Frost Bank Beats Earnings Estimates on Texas Expansion, Sees Strong Loan Growth Ahead
DALLAS – Cullen/Frost Bankers, Inc. (NYSE: CFR), the parent company of Frost Bank, closed its 2025 fiscal year on a strong note, surpassing profit expectations as its Texas-focused growth strategy gains momentum. The San Antonio-based lender reported fourth-quarter revenue of $581.7 million, an 8.4% increase year-over-year, matching Wall Street forecasts. However, non-GAAP earnings of $2.80 per share comfortably exceeded analyst consensus estimates by 14.2%.
The results were welcomed by investors, with shares trading higher post-announcement. CEO Phillip Green pointed to the dual engines of organic customer acquisition and physical expansion as the quarter's primary drivers. "Reaching our 200th branch is a significant milestone, but more importantly, we are seeing industry-leading growth in checking households," Green stated during the earnings call. He attributed this to steady demand across both consumer and commercial banking products.
A standout feature of the quarter was the continued strength in commercial lending. The bank reported that new loan commitments and the establishment of new commercial relationships remained at historically elevated levels, despite a competitive landscape for quality borrowers.
Looking ahead, management's guidance projects continued mid- to high-single-digit loan growth for 2026. CFO Daniel Geddes outlined a positive outlook for net interest margins, supported by the increasing scale of newer branches. "As our expansion locations mature past their initial breakeven phases, we expect their contribution to become more pronounced," Geddes explained. He also anticipates a strengthening of deposit flows in the latter half of the year, alongside modest improvements in fee-based income as customer activity increases.
The bank's performance underscores the resilience of regional lenders with deep local roots, even as national banks navigate funding cost pressures. Frost Bank's disciplined expansion into high-growth Texas markets appears to be paying off, with a clear focus on relationship banking.
Market Voices: Analyst and Investor Reactions
Michael Thorne, Portfolio Manager at Lone Star Capital: "This quarter validates Frost's 'Texas-first' playbook.

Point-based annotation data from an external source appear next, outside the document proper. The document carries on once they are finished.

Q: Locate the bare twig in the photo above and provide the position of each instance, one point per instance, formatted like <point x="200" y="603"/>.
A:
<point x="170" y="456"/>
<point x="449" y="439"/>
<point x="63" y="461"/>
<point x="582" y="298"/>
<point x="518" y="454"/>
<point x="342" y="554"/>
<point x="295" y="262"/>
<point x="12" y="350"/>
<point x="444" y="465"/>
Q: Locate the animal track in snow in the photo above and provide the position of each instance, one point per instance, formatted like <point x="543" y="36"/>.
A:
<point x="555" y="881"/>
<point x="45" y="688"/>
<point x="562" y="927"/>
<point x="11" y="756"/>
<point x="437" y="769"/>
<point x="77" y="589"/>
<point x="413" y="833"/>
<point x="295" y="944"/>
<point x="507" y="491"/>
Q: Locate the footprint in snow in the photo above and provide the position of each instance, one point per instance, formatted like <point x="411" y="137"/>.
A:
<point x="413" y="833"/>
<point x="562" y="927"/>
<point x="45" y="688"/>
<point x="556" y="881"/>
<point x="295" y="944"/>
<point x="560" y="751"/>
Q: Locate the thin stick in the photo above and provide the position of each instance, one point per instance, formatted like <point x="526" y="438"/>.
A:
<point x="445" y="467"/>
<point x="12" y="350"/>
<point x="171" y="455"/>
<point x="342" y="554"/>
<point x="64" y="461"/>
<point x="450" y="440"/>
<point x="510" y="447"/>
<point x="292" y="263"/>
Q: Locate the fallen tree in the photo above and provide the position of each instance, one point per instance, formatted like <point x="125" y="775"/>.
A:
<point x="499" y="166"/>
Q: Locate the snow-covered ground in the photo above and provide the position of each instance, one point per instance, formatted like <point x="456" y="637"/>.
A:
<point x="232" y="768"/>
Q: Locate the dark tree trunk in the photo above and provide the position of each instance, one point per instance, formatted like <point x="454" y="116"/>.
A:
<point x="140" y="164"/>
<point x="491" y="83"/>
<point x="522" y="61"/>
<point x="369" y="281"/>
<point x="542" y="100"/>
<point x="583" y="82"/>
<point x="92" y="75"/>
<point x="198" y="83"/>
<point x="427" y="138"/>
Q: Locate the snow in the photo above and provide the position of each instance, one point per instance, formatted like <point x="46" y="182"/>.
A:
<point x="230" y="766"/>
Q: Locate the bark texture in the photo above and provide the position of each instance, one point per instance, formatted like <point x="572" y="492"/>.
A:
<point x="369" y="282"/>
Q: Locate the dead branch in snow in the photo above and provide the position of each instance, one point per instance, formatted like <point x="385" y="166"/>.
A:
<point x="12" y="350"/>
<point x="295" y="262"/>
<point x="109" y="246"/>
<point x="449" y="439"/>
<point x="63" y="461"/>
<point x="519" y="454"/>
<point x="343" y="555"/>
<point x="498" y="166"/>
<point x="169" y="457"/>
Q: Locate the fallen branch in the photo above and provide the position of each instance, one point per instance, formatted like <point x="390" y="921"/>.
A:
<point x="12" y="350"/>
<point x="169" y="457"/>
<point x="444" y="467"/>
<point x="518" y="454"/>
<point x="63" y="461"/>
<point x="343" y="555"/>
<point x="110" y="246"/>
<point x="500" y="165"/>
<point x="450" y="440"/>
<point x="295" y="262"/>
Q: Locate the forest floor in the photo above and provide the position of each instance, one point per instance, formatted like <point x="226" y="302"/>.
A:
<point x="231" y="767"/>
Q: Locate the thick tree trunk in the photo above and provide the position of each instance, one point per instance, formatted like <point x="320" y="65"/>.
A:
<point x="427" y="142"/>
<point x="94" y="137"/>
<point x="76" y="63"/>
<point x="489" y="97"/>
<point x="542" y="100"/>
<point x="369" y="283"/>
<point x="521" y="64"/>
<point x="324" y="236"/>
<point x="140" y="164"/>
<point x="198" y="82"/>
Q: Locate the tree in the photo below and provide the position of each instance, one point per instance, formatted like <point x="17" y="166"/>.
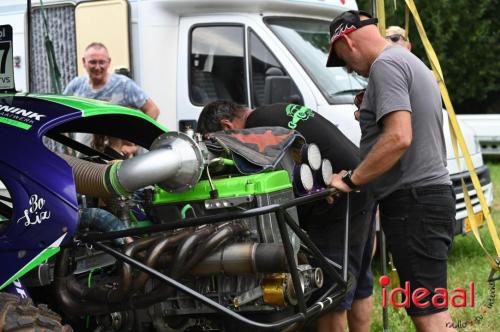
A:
<point x="465" y="36"/>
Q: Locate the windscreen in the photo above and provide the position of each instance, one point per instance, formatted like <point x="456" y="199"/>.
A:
<point x="308" y="41"/>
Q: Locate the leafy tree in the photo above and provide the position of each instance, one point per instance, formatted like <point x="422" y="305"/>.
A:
<point x="465" y="35"/>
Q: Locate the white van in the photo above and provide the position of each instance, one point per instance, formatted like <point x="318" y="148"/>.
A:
<point x="185" y="53"/>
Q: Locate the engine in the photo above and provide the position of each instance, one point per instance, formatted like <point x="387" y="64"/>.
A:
<point x="189" y="225"/>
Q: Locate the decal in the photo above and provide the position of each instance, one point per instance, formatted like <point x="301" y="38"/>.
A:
<point x="6" y="59"/>
<point x="298" y="113"/>
<point x="19" y="117"/>
<point x="34" y="214"/>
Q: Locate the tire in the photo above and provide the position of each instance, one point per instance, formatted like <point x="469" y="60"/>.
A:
<point x="21" y="315"/>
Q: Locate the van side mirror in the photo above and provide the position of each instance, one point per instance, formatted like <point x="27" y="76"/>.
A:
<point x="281" y="89"/>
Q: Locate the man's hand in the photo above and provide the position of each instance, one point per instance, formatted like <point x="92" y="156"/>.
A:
<point x="337" y="183"/>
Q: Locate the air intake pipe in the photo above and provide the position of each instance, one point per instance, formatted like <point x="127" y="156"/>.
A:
<point x="174" y="162"/>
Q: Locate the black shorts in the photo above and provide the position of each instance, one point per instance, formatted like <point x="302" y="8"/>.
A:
<point x="418" y="224"/>
<point x="328" y="235"/>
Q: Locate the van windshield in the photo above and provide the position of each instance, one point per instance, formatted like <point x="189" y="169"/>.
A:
<point x="308" y="41"/>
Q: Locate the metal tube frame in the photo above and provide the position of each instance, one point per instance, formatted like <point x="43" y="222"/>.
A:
<point x="302" y="313"/>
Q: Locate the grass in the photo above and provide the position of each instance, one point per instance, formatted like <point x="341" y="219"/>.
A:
<point x="467" y="262"/>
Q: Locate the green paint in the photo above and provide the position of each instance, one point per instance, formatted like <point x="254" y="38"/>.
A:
<point x="92" y="107"/>
<point x="37" y="260"/>
<point x="15" y="123"/>
<point x="297" y="113"/>
<point x="185" y="209"/>
<point x="141" y="223"/>
<point x="229" y="187"/>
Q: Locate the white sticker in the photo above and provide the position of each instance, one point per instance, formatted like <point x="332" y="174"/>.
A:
<point x="6" y="58"/>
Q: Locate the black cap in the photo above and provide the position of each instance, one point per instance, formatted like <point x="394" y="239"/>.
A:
<point x="342" y="25"/>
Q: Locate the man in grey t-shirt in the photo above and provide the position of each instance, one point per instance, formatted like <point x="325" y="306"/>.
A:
<point x="403" y="159"/>
<point x="102" y="85"/>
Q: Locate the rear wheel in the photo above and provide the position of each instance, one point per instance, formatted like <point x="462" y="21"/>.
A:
<point x="18" y="314"/>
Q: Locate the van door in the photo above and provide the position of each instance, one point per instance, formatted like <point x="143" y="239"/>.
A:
<point x="228" y="59"/>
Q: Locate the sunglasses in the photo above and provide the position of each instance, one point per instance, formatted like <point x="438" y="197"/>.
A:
<point x="395" y="38"/>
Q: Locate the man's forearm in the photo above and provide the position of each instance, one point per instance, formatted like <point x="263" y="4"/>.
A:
<point x="382" y="157"/>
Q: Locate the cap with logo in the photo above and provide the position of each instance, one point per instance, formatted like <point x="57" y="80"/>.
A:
<point x="342" y="25"/>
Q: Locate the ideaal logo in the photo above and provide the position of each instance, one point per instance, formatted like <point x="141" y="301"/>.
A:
<point x="460" y="297"/>
<point x="460" y="324"/>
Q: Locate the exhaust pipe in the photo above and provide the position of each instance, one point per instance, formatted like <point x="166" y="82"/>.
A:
<point x="175" y="163"/>
<point x="244" y="258"/>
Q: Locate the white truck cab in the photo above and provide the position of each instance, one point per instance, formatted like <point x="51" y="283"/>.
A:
<point x="185" y="53"/>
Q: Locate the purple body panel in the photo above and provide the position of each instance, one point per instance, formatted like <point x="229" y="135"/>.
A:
<point x="40" y="183"/>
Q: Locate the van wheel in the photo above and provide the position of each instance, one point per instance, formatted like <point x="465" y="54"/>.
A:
<point x="18" y="314"/>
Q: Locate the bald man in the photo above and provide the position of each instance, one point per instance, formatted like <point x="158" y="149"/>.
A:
<point x="403" y="159"/>
<point x="102" y="85"/>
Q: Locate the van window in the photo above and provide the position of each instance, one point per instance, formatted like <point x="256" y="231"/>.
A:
<point x="217" y="64"/>
<point x="308" y="41"/>
<point x="263" y="65"/>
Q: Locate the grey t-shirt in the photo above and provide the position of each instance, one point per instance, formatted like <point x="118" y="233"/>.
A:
<point x="399" y="81"/>
<point x="119" y="90"/>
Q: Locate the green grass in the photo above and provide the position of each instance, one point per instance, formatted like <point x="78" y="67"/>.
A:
<point x="467" y="262"/>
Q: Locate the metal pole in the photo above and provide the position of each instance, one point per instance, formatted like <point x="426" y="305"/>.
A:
<point x="346" y="236"/>
<point x="383" y="270"/>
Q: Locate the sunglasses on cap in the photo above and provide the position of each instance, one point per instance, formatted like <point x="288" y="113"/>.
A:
<point x="395" y="38"/>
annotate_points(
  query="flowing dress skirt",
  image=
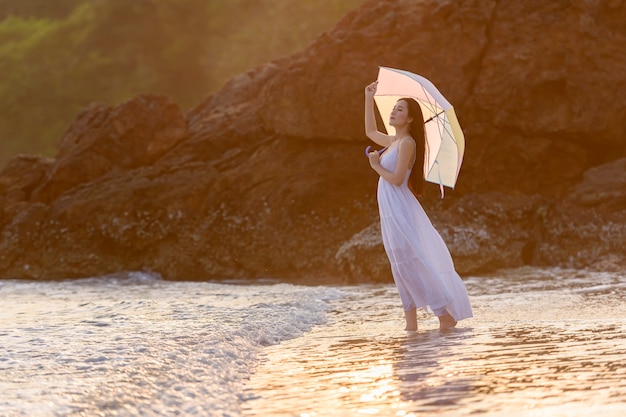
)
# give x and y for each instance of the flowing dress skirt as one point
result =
(421, 264)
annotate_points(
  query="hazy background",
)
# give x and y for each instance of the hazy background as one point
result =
(58, 56)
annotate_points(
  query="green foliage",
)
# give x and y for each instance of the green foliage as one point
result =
(58, 56)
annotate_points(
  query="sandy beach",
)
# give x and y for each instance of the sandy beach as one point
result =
(542, 343)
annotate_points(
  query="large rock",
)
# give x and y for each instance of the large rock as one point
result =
(266, 178)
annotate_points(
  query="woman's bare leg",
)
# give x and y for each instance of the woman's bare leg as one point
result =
(446, 322)
(411, 319)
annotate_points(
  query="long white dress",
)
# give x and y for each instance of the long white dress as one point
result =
(421, 264)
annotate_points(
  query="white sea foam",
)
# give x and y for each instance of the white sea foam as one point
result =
(136, 345)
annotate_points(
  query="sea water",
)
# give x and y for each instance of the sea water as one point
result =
(543, 342)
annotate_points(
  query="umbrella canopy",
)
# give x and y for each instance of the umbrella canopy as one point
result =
(445, 143)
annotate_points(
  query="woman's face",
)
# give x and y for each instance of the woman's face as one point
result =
(400, 114)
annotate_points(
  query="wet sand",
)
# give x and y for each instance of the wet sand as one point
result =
(542, 343)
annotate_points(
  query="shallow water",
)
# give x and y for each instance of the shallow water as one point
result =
(542, 343)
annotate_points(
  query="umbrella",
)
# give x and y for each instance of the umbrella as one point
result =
(445, 143)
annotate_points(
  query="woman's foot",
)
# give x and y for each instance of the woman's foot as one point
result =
(411, 320)
(446, 322)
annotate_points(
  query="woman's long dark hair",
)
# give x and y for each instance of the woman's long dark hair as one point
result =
(416, 129)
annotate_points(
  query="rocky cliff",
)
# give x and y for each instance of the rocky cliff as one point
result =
(267, 178)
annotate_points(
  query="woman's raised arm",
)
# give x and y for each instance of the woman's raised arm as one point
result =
(371, 130)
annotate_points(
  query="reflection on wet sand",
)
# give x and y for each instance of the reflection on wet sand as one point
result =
(567, 358)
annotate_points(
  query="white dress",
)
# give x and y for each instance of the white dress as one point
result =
(421, 264)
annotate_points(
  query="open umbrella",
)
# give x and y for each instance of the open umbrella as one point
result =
(445, 143)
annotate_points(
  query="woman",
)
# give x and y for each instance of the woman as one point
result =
(421, 264)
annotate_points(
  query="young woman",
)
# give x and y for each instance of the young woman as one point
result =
(421, 264)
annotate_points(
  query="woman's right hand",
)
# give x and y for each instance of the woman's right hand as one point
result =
(370, 90)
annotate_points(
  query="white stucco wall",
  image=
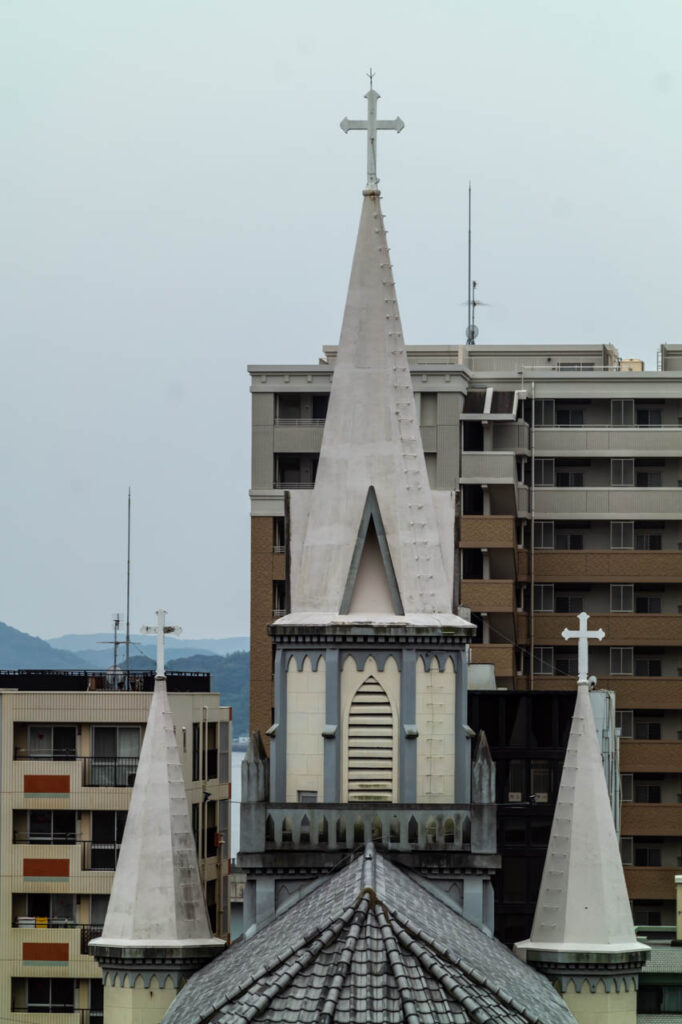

The earnings beat isn't just a one-off; it's a direct result of scalable organic growth. Their ability to grow deposits and loans in tandem, while managing costs, is impressive in this environment."
David Chen, Senior Bank Analyst at Clearwater Research: "The headline beat is good, but I'm watching the deposit mix closely. The competition for low-cost deposits is fierce. Their guidance on net interest margin improvement will be tested if the Fed's rate path shifts. Execution on branch profitability remains key."
Sarah J. Miller, Independent Financial Blogger at 'The Yield Curve': "Another quarter of executives patting themselves on the back for opening branches. Let's see the real cost of this expansion when credit cycles turn. Texas isn't immune to a downturn, and this aggressive growth feels like a bet on perpetual sunshine. The stock pop feels premature."
Rebecca Ortiz, Small Business Owner in Houston (Frost Bank client): "As a business owner, their local decision-making is crucial. We moved our accounts last year because the big banks became impersonal. Frost's growth seems solid because it's based on actually serving communities, not just financial engineering."